I have a buggy USB card reader which responds with "Unrecoverable read
error" for particular reads (and probably writes). The error is
triggered immediately when I insert the device and udev runs "vol_id" on
it. The usb-storage people have been quick to figure out a workaround,
but there is also a more general problem.
The kernel's response to this unrecoverable read error is to hang the
vol_id process. "strace" shows that vol_id is hung on sys_read() for at
least 10 minutes. It continues to hang even when I unplug the card
reader. This ties up the device node (/dev/sdb) so that if I re-insert
the card reader, it uses a different device node. It also stops me
hibernating the computer because the vol_id process is "refusing to
freeze". Nor can the hung vol_id be killed; it's stuck in D state. I
have reproduced all of this on linux 2.6.25.3.

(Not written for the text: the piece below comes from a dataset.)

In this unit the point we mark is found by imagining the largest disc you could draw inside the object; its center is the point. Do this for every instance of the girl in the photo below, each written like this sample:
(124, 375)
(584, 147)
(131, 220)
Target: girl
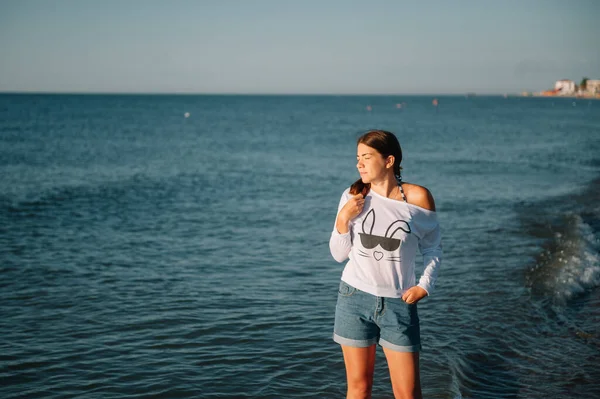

I sent Alan Stern a copy of the kernel messages with
CONFIG_USB_STORAGE_DEBUG. His conclusion was that the hang was not in
usb-storage but elsewhere. I had also sent stack traces automatically
output after a failed hibernation which implicated a filesystem in the
hang (!).
There's a lot going on here. Can anyone help pin down specific
problems? I think the error handling is primarily the responsibility of
the SCSI generic layer, but I don't have any insight into what it is
supposed do. My instinct says that SCSI error handling should be mature
and the issue is in some way specific to usb-storage, but that's just a
feeling.
As a starting point, I've attached dmesg output showing two sets of
stack traces (from Alt-SysRq-T) taken before and after the device was
removed.
Thanks!
Alan